Wednesday, September 7, 2011

On Geneva, Calvinism And Universals In Political Discourse

In 17654, definitively estranged from Catholicism, Rousseau, once more the proud "citizen of Geneva," dedicated his second discourse to his native city-state. And a few years later, as he meditated on the political treatise that was to become the Social Contract, it was Genevan society, Genevan scenes, Genevan political controversies, as he recalled and reshaped them in the urgency of intellectual creation, that dominated his mind. His celebrated assault on representation in the Social Contract is a striking instance of how much Geneva was on his mind as he laid down principles he proclaimed to be universally valid.
And later:
As passages in the Social Contract testify, [Rousseau] was enough of a relativist -the disciple of Montesquieu in this matter as in others- to see the possibility of freedom in moderate aristocracies or elective monarchies. But his ultimate preference was for a Geneva purified, the Geneva in his fertile mind.
And to be more explicit:
And "Geneva" also implied a powerful incentive toward a certain religious style. Rousseau's native city was, of course, a Calvinist stronghold -the very home of Calvinism.
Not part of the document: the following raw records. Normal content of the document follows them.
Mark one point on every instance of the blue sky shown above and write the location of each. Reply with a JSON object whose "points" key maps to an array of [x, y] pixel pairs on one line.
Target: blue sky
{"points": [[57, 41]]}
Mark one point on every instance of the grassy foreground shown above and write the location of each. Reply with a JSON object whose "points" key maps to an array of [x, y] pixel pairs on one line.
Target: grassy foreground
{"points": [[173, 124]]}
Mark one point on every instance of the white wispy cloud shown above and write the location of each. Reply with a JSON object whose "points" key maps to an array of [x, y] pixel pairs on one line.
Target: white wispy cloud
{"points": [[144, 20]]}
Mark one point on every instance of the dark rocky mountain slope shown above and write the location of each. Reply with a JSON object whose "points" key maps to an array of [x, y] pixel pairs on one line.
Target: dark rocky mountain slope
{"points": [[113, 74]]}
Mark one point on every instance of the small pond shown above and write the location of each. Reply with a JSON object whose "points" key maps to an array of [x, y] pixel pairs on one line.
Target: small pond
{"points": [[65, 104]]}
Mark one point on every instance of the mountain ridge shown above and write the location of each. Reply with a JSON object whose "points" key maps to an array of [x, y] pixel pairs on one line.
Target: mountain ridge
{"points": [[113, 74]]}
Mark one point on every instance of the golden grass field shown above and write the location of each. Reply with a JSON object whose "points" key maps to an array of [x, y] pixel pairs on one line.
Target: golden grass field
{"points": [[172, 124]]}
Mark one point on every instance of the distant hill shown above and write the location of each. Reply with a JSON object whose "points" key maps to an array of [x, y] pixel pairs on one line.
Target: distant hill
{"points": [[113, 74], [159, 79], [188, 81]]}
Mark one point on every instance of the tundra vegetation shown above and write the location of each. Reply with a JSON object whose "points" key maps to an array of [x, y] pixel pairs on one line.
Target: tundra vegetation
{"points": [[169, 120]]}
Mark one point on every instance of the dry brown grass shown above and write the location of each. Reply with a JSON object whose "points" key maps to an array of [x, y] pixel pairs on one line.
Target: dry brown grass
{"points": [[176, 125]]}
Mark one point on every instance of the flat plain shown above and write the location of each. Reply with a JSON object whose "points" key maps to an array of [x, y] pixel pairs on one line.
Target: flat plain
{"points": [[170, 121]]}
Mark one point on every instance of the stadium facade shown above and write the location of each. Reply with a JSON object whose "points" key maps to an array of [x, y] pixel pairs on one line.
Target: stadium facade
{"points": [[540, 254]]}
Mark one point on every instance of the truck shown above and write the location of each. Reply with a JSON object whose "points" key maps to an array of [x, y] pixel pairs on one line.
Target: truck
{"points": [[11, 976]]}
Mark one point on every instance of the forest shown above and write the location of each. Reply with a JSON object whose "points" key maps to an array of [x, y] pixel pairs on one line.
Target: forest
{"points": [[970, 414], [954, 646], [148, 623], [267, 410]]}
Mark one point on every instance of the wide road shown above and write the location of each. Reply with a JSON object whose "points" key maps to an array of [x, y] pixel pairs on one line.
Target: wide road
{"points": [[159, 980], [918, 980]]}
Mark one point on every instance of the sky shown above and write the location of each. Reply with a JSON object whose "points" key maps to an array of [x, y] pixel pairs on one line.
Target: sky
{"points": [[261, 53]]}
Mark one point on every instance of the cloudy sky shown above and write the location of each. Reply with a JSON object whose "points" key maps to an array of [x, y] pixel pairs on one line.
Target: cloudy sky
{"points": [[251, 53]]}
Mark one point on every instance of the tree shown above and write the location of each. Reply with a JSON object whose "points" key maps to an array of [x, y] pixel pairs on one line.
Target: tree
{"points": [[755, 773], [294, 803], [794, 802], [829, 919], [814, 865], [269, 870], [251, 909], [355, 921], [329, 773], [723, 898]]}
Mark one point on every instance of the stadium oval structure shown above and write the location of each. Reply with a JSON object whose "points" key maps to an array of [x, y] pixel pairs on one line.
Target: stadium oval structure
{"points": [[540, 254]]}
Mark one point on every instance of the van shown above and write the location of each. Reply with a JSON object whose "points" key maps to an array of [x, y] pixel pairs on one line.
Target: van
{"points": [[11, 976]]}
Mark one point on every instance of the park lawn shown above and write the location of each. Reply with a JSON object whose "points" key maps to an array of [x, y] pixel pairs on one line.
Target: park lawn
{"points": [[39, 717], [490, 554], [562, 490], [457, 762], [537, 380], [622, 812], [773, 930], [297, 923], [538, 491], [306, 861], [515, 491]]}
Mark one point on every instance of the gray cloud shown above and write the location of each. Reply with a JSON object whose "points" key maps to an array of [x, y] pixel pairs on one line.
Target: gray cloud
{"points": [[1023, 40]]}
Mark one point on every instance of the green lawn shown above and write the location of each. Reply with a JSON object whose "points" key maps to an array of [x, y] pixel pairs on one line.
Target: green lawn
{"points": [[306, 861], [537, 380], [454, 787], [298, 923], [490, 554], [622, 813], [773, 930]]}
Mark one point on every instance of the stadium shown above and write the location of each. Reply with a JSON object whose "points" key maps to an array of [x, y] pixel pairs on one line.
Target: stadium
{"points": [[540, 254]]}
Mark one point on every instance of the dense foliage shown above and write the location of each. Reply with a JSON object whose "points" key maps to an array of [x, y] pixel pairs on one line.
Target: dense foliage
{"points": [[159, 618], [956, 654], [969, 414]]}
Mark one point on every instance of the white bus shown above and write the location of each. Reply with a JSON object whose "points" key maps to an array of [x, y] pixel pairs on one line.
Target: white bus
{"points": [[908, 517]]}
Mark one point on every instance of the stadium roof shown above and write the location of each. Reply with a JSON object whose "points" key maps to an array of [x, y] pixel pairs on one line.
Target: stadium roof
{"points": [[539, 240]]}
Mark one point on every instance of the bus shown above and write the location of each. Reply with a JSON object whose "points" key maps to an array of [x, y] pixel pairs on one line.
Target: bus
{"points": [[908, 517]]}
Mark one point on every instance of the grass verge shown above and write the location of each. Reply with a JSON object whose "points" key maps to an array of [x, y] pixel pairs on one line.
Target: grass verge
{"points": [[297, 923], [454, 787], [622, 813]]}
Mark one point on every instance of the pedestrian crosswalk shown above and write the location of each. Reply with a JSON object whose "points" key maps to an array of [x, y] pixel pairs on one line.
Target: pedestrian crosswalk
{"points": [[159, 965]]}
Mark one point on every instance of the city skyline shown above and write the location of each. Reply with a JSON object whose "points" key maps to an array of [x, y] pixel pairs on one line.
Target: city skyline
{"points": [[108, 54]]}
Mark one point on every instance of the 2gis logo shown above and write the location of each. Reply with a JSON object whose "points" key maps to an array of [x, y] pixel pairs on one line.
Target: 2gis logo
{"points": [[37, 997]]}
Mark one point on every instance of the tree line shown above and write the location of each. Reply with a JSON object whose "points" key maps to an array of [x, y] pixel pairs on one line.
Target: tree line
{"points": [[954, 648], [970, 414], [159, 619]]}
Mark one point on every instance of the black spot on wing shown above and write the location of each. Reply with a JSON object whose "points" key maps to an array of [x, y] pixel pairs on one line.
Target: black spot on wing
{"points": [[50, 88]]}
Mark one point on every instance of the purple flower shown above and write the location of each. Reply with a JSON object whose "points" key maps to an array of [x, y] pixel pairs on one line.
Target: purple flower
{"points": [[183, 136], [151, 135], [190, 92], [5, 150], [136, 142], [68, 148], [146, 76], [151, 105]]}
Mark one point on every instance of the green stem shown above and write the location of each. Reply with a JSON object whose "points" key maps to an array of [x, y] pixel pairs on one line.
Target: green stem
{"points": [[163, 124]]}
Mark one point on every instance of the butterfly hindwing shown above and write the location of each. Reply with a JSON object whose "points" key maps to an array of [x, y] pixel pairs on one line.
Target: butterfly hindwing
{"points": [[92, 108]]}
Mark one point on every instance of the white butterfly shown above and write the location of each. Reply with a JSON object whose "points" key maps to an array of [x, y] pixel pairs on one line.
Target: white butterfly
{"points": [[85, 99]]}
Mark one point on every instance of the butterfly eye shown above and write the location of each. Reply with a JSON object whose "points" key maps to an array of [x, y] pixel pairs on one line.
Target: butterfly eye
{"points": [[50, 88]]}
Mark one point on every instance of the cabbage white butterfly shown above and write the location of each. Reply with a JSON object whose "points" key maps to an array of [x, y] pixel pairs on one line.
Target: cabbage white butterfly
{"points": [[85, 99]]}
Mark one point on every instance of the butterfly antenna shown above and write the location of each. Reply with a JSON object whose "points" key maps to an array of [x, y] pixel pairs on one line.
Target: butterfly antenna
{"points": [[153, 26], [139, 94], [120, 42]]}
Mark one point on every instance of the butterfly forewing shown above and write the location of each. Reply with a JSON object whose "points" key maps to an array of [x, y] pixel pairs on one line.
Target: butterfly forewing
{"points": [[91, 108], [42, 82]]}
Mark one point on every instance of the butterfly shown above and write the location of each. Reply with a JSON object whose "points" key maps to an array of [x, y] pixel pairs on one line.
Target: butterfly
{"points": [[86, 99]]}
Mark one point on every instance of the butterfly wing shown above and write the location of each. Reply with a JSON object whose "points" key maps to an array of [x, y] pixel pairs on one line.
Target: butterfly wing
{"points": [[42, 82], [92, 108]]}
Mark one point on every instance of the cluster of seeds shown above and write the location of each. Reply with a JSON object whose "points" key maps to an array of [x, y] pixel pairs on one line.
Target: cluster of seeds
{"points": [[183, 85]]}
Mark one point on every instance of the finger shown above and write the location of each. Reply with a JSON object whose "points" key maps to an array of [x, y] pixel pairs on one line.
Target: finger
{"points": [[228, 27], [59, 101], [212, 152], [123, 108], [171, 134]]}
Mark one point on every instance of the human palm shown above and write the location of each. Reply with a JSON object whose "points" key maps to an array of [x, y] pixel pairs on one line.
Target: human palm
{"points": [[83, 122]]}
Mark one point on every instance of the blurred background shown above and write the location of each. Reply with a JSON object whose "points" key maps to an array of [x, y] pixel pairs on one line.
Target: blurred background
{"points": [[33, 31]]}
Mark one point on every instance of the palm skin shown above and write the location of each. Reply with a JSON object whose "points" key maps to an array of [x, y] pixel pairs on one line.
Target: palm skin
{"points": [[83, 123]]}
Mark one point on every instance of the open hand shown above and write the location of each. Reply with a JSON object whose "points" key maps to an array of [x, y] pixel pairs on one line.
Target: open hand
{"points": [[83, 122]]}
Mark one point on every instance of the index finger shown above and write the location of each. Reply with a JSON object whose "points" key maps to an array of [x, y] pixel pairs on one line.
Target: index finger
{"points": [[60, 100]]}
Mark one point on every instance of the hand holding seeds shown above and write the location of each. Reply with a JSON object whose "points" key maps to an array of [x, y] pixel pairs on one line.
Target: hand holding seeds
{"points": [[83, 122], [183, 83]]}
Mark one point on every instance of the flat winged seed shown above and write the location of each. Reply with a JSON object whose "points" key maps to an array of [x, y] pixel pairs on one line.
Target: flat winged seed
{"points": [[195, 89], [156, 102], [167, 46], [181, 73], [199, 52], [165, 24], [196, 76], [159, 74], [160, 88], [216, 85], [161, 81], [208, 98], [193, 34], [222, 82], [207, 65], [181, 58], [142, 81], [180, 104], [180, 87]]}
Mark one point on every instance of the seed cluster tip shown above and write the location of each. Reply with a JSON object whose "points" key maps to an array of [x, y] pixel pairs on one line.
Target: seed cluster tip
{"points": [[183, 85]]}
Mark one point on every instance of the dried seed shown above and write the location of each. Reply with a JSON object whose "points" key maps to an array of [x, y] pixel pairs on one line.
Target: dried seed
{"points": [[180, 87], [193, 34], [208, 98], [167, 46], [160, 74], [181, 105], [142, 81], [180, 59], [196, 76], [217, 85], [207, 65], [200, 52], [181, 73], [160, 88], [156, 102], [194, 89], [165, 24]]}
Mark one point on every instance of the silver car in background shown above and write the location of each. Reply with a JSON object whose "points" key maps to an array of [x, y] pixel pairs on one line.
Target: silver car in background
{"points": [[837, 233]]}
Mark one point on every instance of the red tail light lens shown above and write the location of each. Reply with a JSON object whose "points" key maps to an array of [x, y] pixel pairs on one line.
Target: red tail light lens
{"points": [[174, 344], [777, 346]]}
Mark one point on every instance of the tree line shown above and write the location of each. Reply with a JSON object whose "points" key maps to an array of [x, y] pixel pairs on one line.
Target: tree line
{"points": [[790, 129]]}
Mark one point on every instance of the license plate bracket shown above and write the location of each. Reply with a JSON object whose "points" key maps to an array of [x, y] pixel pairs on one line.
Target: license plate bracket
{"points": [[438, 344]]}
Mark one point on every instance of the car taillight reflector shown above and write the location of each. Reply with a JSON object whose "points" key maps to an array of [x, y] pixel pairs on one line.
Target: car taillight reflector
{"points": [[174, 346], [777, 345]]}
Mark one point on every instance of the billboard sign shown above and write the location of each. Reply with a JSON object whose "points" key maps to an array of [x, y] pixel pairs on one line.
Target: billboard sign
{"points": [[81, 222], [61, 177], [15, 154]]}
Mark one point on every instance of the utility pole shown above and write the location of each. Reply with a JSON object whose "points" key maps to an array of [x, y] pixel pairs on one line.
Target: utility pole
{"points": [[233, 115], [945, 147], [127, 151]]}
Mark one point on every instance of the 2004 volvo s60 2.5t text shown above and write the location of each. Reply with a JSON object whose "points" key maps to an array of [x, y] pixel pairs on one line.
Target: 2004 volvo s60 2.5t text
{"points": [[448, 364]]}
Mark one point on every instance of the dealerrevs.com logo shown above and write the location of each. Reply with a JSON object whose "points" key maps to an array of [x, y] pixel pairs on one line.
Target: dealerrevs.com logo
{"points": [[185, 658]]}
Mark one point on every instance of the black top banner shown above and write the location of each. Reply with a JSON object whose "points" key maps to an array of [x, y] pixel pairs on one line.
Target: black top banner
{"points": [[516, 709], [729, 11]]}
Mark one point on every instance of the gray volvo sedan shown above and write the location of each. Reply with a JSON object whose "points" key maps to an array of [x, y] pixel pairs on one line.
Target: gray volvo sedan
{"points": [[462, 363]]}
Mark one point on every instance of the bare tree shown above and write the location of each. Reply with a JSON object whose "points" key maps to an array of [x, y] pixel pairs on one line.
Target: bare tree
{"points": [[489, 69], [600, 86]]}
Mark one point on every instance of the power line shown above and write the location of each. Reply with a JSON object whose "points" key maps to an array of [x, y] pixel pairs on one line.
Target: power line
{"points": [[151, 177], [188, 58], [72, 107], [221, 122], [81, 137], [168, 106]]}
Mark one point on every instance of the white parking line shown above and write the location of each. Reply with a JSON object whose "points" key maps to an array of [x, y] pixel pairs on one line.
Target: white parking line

ANd while secular doctrines of the Enlightenment had invaded cultivated circles in Geneva, the Calvinist atmosphere remained a palpable legacy even among Voltaire's sophisticated Genevan friends. And this is the atmosphere that pervades Rousseau's Genevan friends. And this is the atmosphere that pervades Rousseau's thinking. He was never an orthodox believer; never a good Calvinist, never a good Catholic. As a mature thinker, he adopted the deism current among the philosophes of his time: the doctrine that a beneficent god had created the world with its laws and then withdrawn from it to leave virtuous men to discover its moral rules and live according to its dictates.
- Peter Gay, "Introduction," in Jean Jacques Rousseau: The Political Writings, trans. Donald A. Cress. (Indianapolis: Hackett Publishing Co., 1987).